In what could be seen as one of the strongest sanctions against the company in Europe, the Information Commissioner’s Office (ICO), which is tasked with enforcing data protection legislation in the UK, has today announced its provisional intent to issue a potential fine of £17 million against the controversial facial recognition company Clearview AI.
Clearview AI, which only received worldwide attention following a New York Times report back in January 2020, is a company whose business model relies on scraping billions of publicly available images from the web. These images are then stored indefinitely in a database and the facial features of the people depicted in them are extracted and hashed. Clearview AI then sells access to the database to its clients, who have reportedly ranged from private companies or employers to law enforcement authorities and police across the world, and who are able to use the software to identify faces. Due to their extremely intrusive nature, facial recognition systems, and particularly any business model that seeks to rely on them, raises serious concerns for modern societies and individuals’ freedoms.
In light of the global scrutiny that Clearview AI came under, several regulators commenced enforcement actions globally, including a joint investigation by the ICO and its Australian counterpart, with the latter releasing its determinationon 3 November 2021, finding that Clearview AI breached Australian privacy laws.
In its announcement, the ICO finds that Clearview AI appears to have failed to comply with UK data protection laws in several ways. It has issued a provisional notice to the company to stop further processing of the personal data of people in the UK and to delete it.
PI welcomes the ICO’s provisional findings which largely reflect the arguments put forward in the submissions we made before it in May 2021. In May 2021, similar complaints and submissions, together with 3 other organisations, were lodged with the French, Italian, Greek and Austrian data protection regulators.
“It is finally time for companies like Clearview AI to face the music”, said Ioannis Kouvakas, PI’s Acting General Counsel. “Today’s announcement is not only an affirmation of our data protection rights as Internet users, but also a clear message to companies whose toxic business model relies on the exploitation of the moments we and our loved ones post online”.

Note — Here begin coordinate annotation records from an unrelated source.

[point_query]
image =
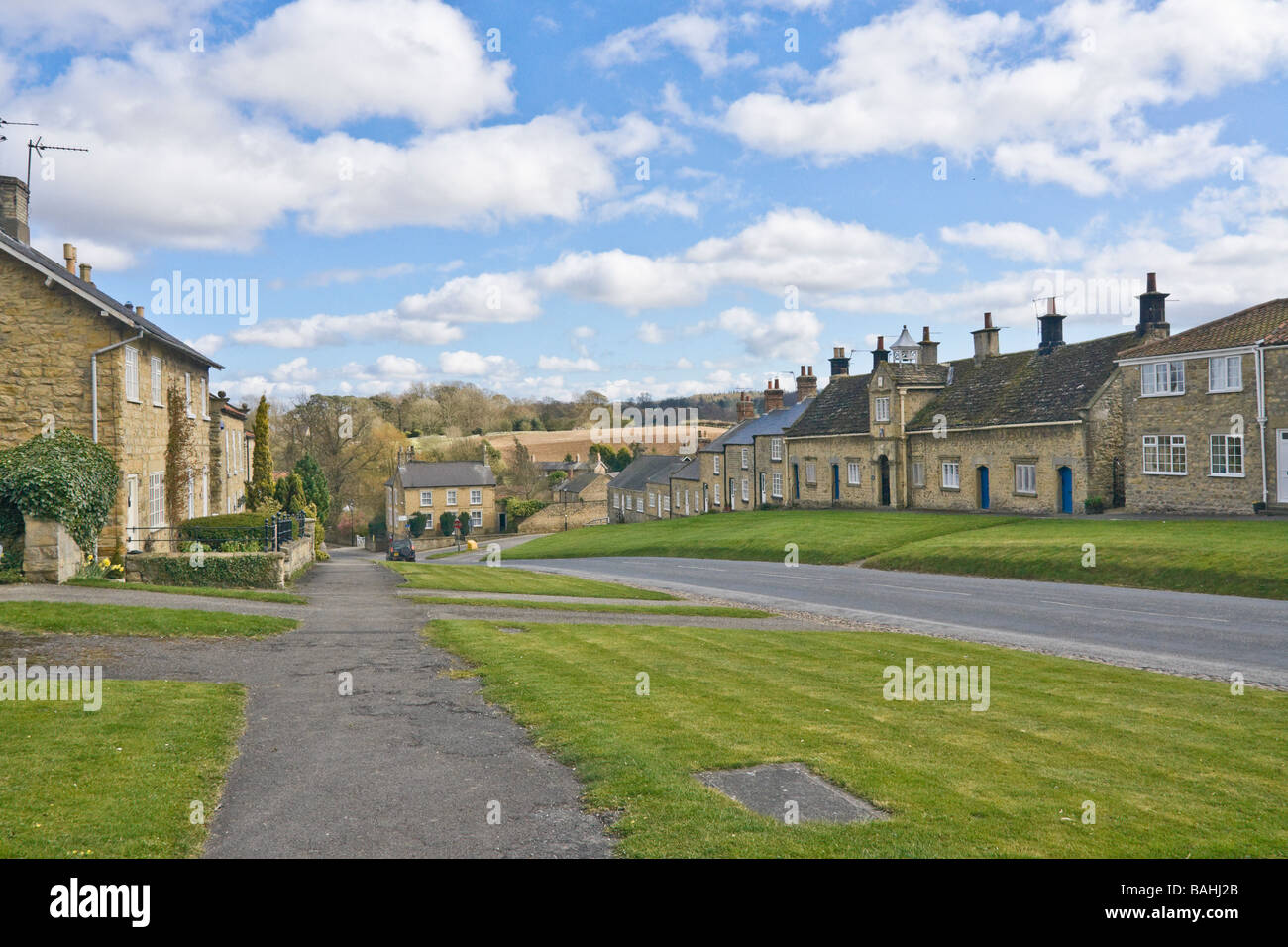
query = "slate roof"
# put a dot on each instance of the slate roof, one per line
(423, 474)
(838, 408)
(1024, 386)
(917, 373)
(772, 423)
(38, 261)
(688, 472)
(644, 467)
(1266, 321)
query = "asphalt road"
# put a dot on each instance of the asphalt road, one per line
(1198, 635)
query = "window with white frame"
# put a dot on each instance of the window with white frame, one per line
(1162, 377)
(1225, 373)
(1026, 478)
(156, 499)
(1227, 455)
(1164, 454)
(952, 474)
(132, 372)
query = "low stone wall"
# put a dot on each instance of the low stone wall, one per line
(224, 570)
(565, 515)
(51, 554)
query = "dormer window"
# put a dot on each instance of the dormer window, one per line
(905, 350)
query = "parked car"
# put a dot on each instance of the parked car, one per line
(402, 549)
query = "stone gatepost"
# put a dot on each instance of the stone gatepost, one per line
(51, 553)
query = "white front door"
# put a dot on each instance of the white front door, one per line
(1282, 479)
(132, 513)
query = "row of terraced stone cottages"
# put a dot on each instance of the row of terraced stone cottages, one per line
(1142, 420)
(77, 360)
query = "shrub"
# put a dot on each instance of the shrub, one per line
(447, 523)
(522, 509)
(64, 476)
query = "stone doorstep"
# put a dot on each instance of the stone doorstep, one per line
(768, 789)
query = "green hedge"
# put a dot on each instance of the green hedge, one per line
(244, 571)
(213, 532)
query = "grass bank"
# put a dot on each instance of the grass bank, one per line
(117, 783)
(1175, 767)
(1202, 556)
(86, 618)
(514, 581)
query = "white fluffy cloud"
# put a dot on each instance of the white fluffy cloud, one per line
(702, 39)
(1014, 241)
(445, 76)
(464, 364)
(927, 76)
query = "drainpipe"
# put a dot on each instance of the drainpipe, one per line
(1261, 418)
(93, 373)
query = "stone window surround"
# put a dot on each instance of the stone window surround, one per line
(943, 463)
(1185, 447)
(1241, 474)
(1024, 462)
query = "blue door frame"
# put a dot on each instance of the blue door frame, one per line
(1065, 489)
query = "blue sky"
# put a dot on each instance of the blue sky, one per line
(416, 206)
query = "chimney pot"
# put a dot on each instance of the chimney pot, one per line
(986, 339)
(1153, 311)
(13, 209)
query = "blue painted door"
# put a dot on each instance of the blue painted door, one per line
(1065, 489)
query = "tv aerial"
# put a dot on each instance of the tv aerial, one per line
(40, 147)
(4, 121)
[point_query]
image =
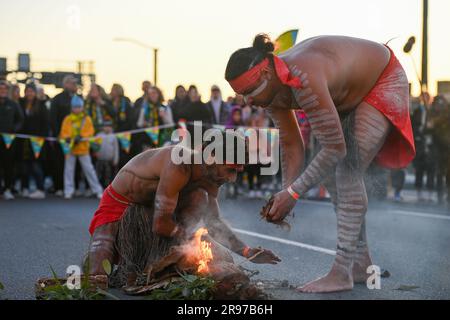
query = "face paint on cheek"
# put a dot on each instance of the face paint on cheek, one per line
(248, 98)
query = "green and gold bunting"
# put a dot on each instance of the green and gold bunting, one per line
(8, 139)
(153, 133)
(36, 145)
(124, 139)
(285, 41)
(65, 146)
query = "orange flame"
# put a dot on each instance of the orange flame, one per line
(202, 251)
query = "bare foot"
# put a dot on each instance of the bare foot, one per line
(335, 281)
(360, 274)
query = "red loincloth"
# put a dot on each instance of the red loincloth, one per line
(111, 209)
(390, 96)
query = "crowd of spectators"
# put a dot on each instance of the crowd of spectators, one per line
(86, 169)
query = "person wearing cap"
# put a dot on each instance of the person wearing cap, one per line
(59, 109)
(355, 94)
(37, 124)
(107, 155)
(76, 128)
(11, 121)
(218, 109)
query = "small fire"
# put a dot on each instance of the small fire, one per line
(202, 251)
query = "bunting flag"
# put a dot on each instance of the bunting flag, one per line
(219, 126)
(8, 139)
(36, 145)
(95, 143)
(285, 41)
(65, 146)
(273, 135)
(153, 133)
(124, 139)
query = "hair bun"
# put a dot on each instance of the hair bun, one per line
(263, 43)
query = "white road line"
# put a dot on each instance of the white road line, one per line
(420, 214)
(285, 241)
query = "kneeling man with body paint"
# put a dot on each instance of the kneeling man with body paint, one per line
(173, 200)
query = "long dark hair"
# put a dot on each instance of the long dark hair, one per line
(244, 59)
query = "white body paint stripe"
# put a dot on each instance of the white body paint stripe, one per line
(420, 214)
(400, 212)
(285, 241)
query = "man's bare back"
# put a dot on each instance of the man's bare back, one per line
(350, 66)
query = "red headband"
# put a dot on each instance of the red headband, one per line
(248, 78)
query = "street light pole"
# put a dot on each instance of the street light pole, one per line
(143, 45)
(425, 45)
(155, 63)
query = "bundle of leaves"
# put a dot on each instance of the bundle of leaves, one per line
(57, 289)
(187, 287)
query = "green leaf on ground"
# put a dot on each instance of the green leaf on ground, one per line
(107, 266)
(406, 288)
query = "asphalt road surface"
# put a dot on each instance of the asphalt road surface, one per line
(411, 241)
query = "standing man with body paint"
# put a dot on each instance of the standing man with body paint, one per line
(355, 95)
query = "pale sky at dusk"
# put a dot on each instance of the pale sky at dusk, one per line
(197, 37)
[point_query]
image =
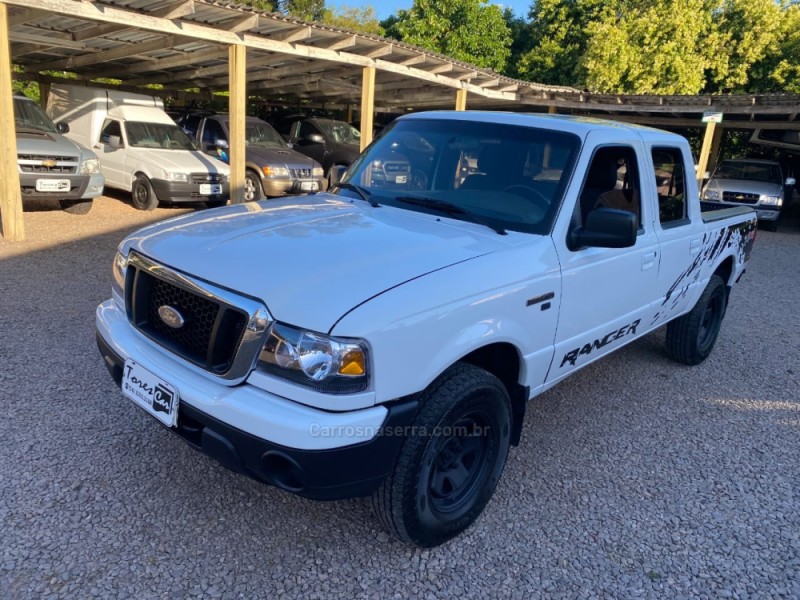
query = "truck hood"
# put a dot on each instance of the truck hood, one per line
(747, 187)
(182, 161)
(280, 157)
(311, 259)
(48, 144)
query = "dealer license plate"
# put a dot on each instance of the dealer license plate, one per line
(52, 185)
(210, 189)
(152, 393)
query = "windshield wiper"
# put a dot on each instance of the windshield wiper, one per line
(363, 192)
(449, 208)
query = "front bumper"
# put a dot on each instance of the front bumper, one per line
(313, 453)
(82, 187)
(180, 191)
(285, 187)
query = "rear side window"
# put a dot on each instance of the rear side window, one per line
(671, 185)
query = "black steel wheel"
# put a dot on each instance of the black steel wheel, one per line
(451, 461)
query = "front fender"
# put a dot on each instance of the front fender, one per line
(419, 329)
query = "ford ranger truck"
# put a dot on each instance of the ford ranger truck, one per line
(382, 340)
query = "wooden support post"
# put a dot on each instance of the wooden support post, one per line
(367, 105)
(716, 146)
(237, 110)
(461, 99)
(702, 163)
(10, 192)
(44, 94)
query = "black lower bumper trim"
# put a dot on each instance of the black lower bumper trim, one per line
(332, 474)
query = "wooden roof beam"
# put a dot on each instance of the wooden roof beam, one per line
(348, 42)
(22, 16)
(172, 62)
(296, 36)
(173, 11)
(73, 62)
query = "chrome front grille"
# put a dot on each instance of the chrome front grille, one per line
(219, 332)
(37, 163)
(740, 197)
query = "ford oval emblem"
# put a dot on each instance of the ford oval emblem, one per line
(171, 317)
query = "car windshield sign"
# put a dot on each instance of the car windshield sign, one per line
(506, 177)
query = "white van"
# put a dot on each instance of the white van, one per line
(140, 148)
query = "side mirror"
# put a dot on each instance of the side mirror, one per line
(605, 228)
(336, 173)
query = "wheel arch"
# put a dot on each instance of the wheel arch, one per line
(504, 361)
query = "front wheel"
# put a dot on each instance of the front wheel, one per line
(451, 461)
(691, 338)
(142, 195)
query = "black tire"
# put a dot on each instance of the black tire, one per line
(76, 207)
(142, 195)
(769, 225)
(449, 465)
(691, 338)
(253, 191)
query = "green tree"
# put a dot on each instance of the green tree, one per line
(308, 10)
(470, 30)
(779, 69)
(361, 19)
(521, 41)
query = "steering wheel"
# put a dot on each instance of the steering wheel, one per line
(529, 194)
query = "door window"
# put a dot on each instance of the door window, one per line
(110, 127)
(612, 181)
(671, 185)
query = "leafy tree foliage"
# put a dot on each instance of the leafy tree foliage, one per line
(363, 19)
(470, 30)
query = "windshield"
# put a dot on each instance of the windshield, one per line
(27, 114)
(749, 171)
(262, 135)
(509, 176)
(157, 135)
(339, 131)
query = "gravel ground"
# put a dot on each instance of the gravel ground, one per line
(638, 477)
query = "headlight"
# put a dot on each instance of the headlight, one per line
(271, 171)
(118, 269)
(173, 176)
(90, 166)
(326, 364)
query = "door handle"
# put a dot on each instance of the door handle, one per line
(649, 260)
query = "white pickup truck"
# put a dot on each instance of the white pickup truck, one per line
(383, 339)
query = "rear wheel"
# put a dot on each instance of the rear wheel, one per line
(76, 207)
(142, 195)
(449, 465)
(691, 338)
(252, 187)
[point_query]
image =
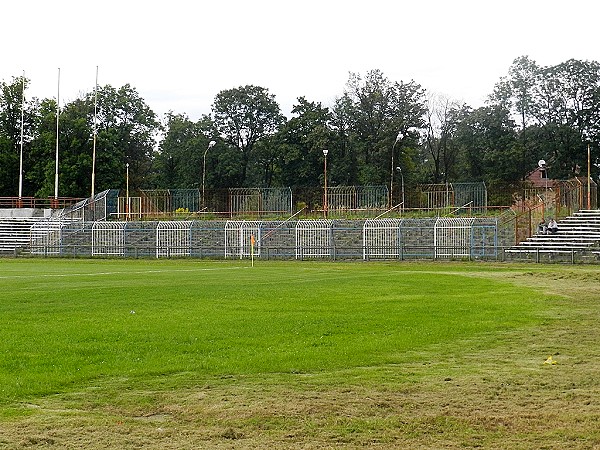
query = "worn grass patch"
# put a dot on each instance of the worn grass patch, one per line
(188, 354)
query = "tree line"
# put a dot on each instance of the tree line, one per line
(533, 113)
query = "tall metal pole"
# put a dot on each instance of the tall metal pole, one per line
(325, 151)
(589, 178)
(21, 153)
(398, 138)
(95, 132)
(127, 190)
(210, 145)
(57, 113)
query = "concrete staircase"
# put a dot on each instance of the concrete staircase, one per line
(579, 233)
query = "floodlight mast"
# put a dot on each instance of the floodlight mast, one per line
(21, 153)
(325, 152)
(399, 137)
(211, 144)
(57, 114)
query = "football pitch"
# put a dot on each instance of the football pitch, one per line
(218, 354)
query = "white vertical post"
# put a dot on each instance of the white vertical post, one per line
(21, 153)
(95, 132)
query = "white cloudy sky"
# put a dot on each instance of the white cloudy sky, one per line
(179, 54)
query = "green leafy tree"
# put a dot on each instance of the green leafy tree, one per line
(11, 103)
(302, 141)
(375, 110)
(127, 129)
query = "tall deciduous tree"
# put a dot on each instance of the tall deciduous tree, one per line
(376, 110)
(443, 117)
(127, 130)
(11, 104)
(302, 141)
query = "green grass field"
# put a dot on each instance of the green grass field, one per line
(197, 354)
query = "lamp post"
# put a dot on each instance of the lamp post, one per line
(589, 179)
(325, 151)
(211, 144)
(127, 206)
(398, 139)
(402, 184)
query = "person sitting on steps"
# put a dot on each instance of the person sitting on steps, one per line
(542, 227)
(552, 226)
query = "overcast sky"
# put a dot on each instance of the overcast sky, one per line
(179, 54)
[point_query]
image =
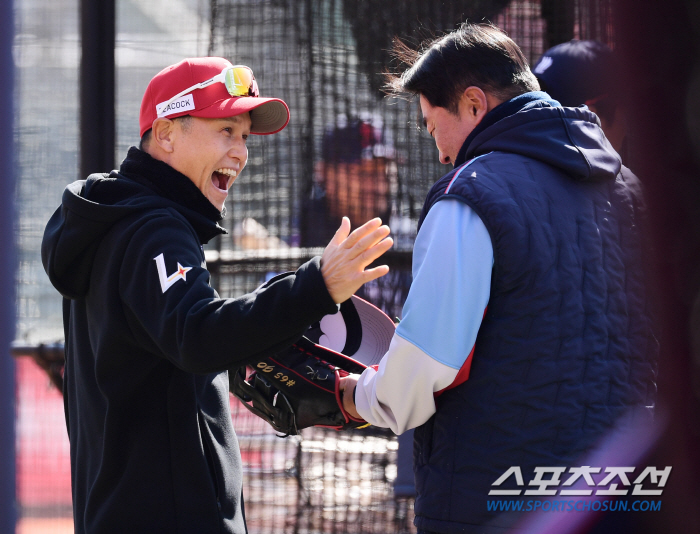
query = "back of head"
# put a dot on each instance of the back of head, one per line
(577, 72)
(479, 55)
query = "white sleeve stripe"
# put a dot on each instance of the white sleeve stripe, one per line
(399, 395)
(403, 336)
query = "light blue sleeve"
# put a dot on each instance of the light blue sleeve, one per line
(452, 263)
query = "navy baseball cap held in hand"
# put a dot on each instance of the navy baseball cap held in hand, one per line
(577, 72)
(210, 87)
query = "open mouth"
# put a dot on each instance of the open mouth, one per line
(221, 178)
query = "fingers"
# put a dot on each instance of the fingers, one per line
(341, 233)
(344, 261)
(363, 231)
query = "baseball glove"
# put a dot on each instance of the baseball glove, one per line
(298, 388)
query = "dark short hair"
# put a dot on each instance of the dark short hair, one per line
(146, 137)
(479, 55)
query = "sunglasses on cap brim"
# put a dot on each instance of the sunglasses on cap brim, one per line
(238, 79)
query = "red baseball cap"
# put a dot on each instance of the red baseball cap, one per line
(268, 115)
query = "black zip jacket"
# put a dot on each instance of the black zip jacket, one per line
(148, 342)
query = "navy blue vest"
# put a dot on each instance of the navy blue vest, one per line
(565, 347)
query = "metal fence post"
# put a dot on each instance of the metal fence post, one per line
(8, 512)
(97, 86)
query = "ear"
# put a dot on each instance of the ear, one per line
(163, 134)
(474, 104)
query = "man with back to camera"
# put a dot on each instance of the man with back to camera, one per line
(585, 72)
(148, 341)
(526, 333)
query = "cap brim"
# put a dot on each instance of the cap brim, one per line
(361, 331)
(268, 115)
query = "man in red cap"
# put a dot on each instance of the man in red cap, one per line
(148, 341)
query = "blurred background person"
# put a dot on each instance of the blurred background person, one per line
(356, 177)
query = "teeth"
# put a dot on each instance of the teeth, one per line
(227, 172)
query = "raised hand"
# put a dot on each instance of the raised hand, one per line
(344, 260)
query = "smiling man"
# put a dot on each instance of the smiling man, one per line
(148, 341)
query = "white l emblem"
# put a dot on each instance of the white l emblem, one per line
(167, 281)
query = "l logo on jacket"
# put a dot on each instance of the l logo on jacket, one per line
(166, 281)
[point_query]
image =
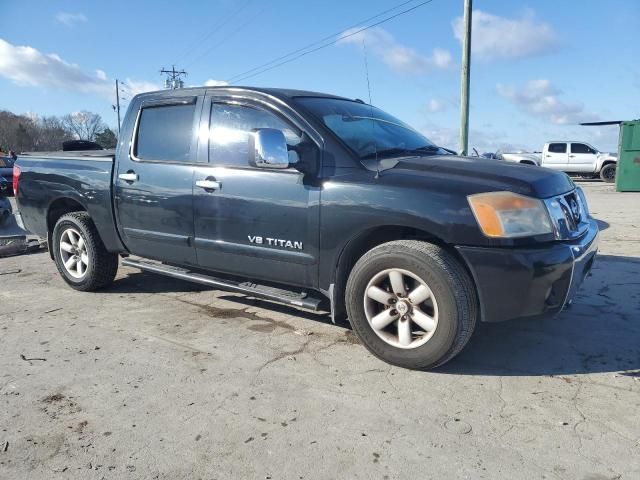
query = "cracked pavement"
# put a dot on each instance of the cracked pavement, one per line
(157, 378)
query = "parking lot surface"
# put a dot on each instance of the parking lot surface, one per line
(157, 378)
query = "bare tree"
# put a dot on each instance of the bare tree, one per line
(50, 133)
(85, 125)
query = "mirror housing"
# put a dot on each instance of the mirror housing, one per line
(268, 149)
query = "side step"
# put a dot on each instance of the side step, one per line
(248, 288)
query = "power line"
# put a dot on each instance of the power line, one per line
(341, 36)
(217, 27)
(227, 37)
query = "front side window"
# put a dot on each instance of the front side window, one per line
(581, 148)
(231, 125)
(367, 130)
(558, 148)
(165, 133)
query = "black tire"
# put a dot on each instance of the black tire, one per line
(102, 265)
(608, 173)
(450, 284)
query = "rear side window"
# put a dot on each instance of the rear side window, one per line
(230, 128)
(165, 133)
(558, 147)
(580, 148)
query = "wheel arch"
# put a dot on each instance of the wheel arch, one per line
(370, 238)
(57, 208)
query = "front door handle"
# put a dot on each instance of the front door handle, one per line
(209, 184)
(130, 176)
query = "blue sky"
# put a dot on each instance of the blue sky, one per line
(539, 67)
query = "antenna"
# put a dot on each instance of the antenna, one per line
(375, 144)
(173, 80)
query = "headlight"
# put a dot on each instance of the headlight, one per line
(583, 200)
(509, 215)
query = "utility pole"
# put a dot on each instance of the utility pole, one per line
(465, 78)
(173, 79)
(118, 105)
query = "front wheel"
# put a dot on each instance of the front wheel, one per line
(608, 173)
(411, 303)
(81, 257)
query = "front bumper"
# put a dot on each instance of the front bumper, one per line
(530, 282)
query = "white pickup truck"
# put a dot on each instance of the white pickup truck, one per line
(579, 158)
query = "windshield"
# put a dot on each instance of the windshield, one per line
(367, 130)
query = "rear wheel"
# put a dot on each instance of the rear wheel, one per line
(81, 257)
(608, 173)
(411, 303)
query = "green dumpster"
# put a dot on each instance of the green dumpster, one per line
(628, 174)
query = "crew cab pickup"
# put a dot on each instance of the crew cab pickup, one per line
(579, 158)
(315, 201)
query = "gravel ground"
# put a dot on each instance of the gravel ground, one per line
(156, 378)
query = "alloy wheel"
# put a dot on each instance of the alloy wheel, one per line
(401, 308)
(74, 254)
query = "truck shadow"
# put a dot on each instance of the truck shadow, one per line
(599, 332)
(143, 282)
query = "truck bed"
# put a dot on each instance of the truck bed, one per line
(82, 179)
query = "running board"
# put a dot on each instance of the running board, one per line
(248, 288)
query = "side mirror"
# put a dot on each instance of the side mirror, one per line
(268, 149)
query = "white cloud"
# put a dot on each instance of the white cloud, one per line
(26, 66)
(70, 19)
(541, 99)
(399, 57)
(215, 83)
(495, 37)
(434, 106)
(482, 140)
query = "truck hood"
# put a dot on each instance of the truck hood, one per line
(475, 175)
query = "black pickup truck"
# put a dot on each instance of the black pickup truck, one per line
(312, 199)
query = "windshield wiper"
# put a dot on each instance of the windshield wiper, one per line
(401, 151)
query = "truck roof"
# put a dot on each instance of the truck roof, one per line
(286, 93)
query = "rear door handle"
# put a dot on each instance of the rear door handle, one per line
(209, 184)
(130, 176)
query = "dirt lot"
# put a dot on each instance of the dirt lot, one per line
(156, 378)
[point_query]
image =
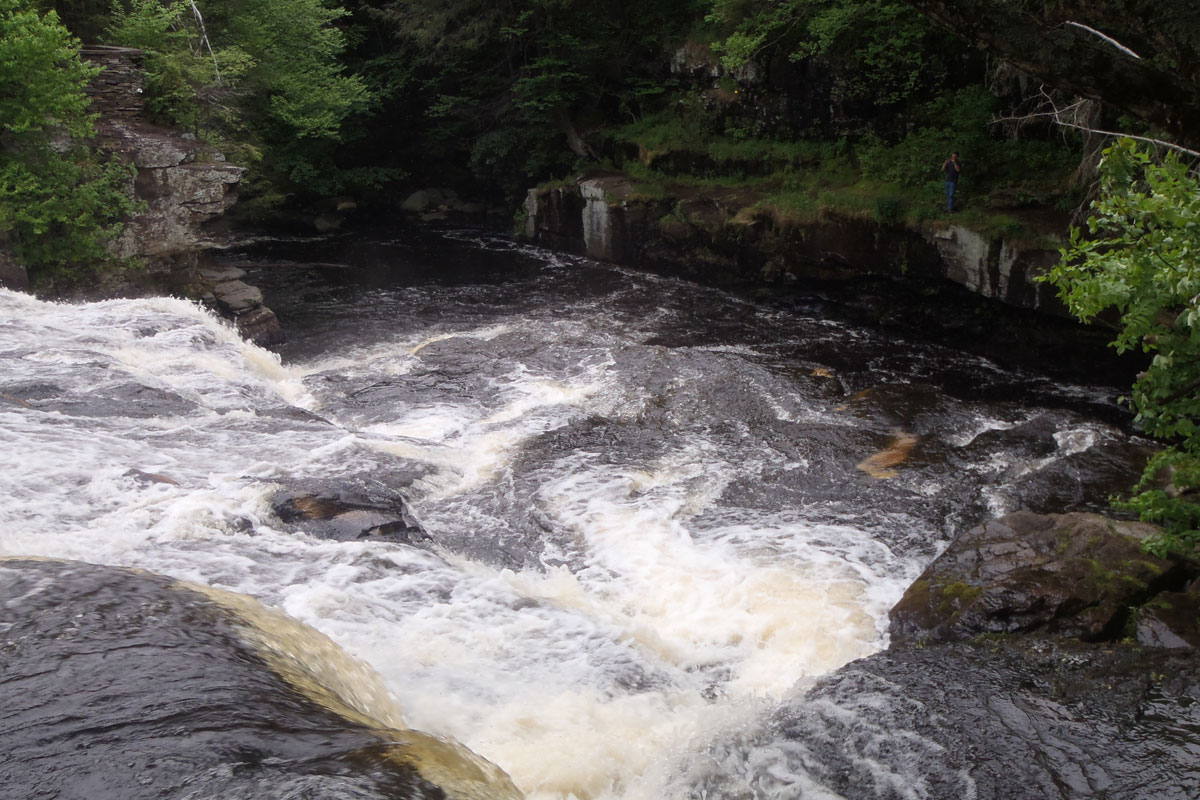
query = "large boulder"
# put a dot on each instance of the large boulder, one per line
(1073, 575)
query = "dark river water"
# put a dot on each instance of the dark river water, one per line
(647, 513)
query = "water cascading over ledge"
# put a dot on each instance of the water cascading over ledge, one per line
(159, 689)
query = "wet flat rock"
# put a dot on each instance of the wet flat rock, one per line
(1073, 575)
(125, 685)
(1017, 719)
(348, 512)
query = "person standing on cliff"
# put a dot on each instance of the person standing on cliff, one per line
(951, 167)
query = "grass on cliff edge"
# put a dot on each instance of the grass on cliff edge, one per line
(801, 181)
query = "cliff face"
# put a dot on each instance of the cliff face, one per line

“Clearview AI’s business enables unprecedented surveillance of our online and offline lives”, said Lucie Audibert, Legal Officer at PI. “We have laws against this kind of interference with our fundamental rights, and regulators are finally starting to right these wrongs. To investors who recently committed $30 million of funding to Clearview’s perilous business, this decision should be a wake-up call.”
The company now has the opportunity to make representations with regard to the alleged breaches.